NEW figures have revealed that more than 20,000 patients visited Burton’s Queen’s Hospital accident and emergency department last winter.
Bosses at the Belvedere Road site released the stunning statistic in a bid to make sure that people with minor accidents think about whether they really need to go attend the hospital.
A total of 20,600 people attended the department between November 1, 2012 and February 28, 2013.
Craig Stenhouse, medical director at Burton Hospitals NHS Foundation Trust, said: “Accident and emergency departments are for life-threatening and emergency conditions, such as heart attacks, strokes, breathing problems and serious accidents.
“We need to make sure that these services are free to help the people who really need them.
“Up to one out of every four people who go to accident and emergency could have either self-treated or used an alternative local service, avoiding what can be a stressful visit to hospital.

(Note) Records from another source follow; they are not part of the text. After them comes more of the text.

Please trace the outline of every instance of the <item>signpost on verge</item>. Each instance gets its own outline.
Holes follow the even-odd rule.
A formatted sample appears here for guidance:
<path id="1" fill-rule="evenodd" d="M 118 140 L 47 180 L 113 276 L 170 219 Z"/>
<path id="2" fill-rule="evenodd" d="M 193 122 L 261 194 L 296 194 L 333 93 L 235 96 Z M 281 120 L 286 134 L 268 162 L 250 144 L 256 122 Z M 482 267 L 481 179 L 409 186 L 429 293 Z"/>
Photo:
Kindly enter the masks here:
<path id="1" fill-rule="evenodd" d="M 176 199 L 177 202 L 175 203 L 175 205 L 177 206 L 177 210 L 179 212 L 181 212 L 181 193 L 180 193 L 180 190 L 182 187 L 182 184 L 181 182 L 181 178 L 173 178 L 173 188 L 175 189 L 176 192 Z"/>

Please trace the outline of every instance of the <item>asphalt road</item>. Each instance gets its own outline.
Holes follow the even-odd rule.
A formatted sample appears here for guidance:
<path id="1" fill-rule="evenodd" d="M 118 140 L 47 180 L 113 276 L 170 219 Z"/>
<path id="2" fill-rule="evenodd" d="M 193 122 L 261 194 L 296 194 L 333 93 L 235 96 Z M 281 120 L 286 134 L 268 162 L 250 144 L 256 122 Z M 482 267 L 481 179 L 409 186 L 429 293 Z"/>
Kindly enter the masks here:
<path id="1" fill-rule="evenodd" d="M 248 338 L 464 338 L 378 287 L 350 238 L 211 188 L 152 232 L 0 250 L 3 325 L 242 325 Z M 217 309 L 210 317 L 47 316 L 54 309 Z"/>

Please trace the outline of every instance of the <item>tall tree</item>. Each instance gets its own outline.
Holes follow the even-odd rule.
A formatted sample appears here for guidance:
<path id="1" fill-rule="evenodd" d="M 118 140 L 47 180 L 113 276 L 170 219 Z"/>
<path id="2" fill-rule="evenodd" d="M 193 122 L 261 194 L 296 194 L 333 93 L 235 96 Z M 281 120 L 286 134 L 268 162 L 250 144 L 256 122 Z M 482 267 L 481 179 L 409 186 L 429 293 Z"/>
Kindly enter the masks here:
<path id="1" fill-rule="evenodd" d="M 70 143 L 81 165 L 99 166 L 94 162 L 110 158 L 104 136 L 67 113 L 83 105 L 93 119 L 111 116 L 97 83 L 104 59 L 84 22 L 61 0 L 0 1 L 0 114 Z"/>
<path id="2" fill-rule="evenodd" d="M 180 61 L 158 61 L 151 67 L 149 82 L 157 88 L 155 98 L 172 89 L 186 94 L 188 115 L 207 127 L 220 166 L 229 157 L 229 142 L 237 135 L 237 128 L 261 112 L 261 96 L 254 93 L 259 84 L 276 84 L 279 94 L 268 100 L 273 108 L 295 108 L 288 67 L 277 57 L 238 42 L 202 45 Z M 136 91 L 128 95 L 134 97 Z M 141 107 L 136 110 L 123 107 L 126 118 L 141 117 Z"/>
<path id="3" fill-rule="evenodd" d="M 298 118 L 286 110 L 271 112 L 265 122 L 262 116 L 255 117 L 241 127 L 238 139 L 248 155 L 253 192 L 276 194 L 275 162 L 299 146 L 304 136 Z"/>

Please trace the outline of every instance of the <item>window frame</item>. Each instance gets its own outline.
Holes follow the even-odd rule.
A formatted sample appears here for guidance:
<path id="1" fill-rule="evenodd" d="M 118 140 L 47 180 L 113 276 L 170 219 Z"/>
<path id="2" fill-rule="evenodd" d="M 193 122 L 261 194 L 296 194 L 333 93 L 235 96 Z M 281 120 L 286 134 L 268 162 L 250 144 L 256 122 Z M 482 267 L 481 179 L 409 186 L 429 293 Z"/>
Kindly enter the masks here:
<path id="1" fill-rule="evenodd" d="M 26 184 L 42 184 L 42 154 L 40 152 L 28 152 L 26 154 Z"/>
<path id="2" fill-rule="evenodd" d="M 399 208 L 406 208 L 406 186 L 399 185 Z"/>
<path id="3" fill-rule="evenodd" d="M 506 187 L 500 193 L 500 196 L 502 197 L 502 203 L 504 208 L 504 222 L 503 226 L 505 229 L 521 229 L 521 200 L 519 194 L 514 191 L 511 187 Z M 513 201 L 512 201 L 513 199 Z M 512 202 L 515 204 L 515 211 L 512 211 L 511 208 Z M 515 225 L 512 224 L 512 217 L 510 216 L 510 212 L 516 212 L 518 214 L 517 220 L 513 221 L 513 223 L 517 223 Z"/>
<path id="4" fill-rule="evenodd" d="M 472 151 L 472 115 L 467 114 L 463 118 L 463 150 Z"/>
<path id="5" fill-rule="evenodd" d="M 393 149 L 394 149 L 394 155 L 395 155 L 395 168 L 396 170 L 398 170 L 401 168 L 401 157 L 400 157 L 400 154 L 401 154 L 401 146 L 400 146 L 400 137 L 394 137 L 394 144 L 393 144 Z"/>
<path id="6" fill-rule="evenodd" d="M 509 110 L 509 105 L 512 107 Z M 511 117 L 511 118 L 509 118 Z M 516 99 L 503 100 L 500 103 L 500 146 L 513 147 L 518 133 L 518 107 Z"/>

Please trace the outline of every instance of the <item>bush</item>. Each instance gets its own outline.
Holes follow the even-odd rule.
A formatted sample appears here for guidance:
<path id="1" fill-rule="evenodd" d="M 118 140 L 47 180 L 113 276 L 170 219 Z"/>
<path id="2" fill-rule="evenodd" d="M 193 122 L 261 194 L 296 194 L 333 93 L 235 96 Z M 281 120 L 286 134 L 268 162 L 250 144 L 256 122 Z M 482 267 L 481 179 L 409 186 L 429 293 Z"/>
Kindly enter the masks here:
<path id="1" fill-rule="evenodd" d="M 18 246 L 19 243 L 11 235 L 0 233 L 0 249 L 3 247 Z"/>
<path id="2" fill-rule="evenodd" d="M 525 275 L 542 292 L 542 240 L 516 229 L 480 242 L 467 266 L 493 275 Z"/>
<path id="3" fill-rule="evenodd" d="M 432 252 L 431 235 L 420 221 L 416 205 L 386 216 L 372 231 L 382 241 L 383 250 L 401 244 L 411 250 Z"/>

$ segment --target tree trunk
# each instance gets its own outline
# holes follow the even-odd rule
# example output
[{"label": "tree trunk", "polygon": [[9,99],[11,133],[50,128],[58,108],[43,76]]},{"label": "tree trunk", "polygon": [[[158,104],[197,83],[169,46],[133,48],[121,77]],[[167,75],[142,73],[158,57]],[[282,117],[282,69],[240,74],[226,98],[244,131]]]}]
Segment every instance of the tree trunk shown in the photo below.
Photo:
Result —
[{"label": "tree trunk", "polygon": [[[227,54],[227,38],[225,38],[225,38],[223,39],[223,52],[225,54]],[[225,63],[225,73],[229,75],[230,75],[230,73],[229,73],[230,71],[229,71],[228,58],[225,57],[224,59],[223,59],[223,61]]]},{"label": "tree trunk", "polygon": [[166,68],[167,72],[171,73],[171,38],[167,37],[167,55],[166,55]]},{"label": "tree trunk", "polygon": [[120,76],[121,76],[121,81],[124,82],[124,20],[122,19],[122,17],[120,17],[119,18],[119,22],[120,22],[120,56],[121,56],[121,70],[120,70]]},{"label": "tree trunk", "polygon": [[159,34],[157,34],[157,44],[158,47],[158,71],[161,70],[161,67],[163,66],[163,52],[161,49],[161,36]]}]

“We’re asking people to think carefully about whether accident and emergency is really the best place for their condition.”
A lot of people needing health care consider visiting either their GP, accident and emergency or dialling 999.
However, the NHS offers many more ways for people to get the right treatment.
Minor accidents which do not need emergency treatment include cuts, sprains and strains, bites, minor burns and scalds, wound infections and minor injuries to the back, shoulder and eyes.
Pharmacists can provide advice and over the counter remedies for diarrhoea, minor infections, headaches, coughs and colds, as well as selling bandages and supports for minor twists and sprains.
Anyone who is unsure where to go for help can always ring NHS 111 for advice 24 hours a day, seven days a week.
Choking, persistent, severe chest pain, loss of consciousness, breathing difficulties, blood loss and fractures are all considered emergencies and people with these symptoms should not hesitate in visiting Burton’s Queen’s Hospital accident and emergency department.